A numerical model of EMF source should allow for the reconstruction of the field distribution in the workers’ area of activity. Geometry and the electricity supply of the field source affects the field level and spatial distribution in the vicinity of the source and the worker's exposure level, which determine the value of the internal electric field or SAR inside the worker's body. This is why the shape of particular field source components should be taken into account during numerical modelling. Differences of up to 40% between E-Fields calculated using five numerical models representing the same dielectric heater with various precision of its virtual reconstruction have been found.[31] The parameters of the components of space around the source can also affect the EMF spatial distribution (all electrically conductive elements and objects in the structure of the device emitting EMF, or placed nearby, serve to modify the electric field distribution, while the magnetic field is modified only by ferromagnetic elements and objects) and should be taken into account during numerical modelling. Such an influence of conductive objects on electric field distribution was presented in the Tarao et al.’s investigations.[21]

5. Conclusions

The discussed difficulties are the core of the process of applying numerical simulations in the field of occupational health and safety, e.g., in the area of transposing European Directive 2013/35/EU [9] into systems of national labour law or in compliance analysis regarding EMF exposure at particular workplaces. The outcome from the presented analysis of difficulties in applying numerical simulations for EMF exposure evaluations should be considered when drafting the legislation, as well as the standardisation of detailed exposure assessment protocol for specific types of exposure scenarios in the workplace.

The main area of difficulty in applying numerical simulations to evaluating occupational hazards concerns worker's body models. The presented results shown that an unrealistic worker's posture (up to 36 times higher SAR values in models in a sitting posture in comparison to a standing one), dimension and shape of models (single block model use) and grounding conditions of models (up to 12 times higher SAR values in grounded models than in insulated ones) can significantly under- or overestimate the exposure effects in the body. Furthermore, in the case of anatomically-based models, the problem of possible non-realistic grounding properties of such models has also been found.
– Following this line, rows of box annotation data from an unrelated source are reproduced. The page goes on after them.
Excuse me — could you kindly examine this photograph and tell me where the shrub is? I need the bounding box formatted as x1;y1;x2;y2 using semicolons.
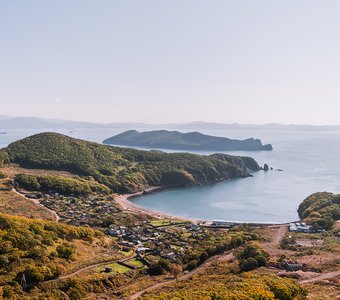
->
240;257;259;272
57;243;75;259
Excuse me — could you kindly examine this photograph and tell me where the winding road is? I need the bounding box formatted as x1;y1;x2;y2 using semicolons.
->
123;251;234;300
12;188;60;222
299;270;340;284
All these issues should be considered in the process of developing numerical models to achieve models that are suitable for the investigated exposure scenario, and to obtain reliable results of an assessment of a worker's EMF exposure.

Numerical simulations are still a method of limited usefulness when assessing the compliance of individual workplaces with legal requirements regarding exposure to EMFs, because in recent decades the highest attenuation of research was on how to apply such methods to evaluate public exposure, e.g., while mobile phone handsets are used near the body. However, they are gradually becoming more widely applicable in research on electromagnetic health hazards or assessments of the safety of new technologies emitting EMFs in the work environment.

Funding

This paper has been based on the results of a research task carried out within the scope of the second stage of the National Programme “Improvement of safety and working conditions” partly supported in 2011–2013 - within the scope of state services - by the Ministry of Labour and Social Policy. The Central Institute for Labour Protection-National Research Institute (CIOP-PIB) is the Programme's main coordinator

Notes

1. Induced electric field (E_in) – the electric field present in the body (in situ) as a result of exposure to the environmental electromagnetic field, expressed in volt per metre (V/m).Specific energy absorption rate (SAR) – is the rate at which energy is absorbed per unit mass of body tissue, averaged over the whole body or over parts of the body, and is expressed in watts per kilogram (W/kg).[9]

2. Statistically not significant – data with p value of obtained Student's t test statistics higher than significance level of .05.Statistically significant – data with p value of obtained Student's t test statistics lower than significance level of .05.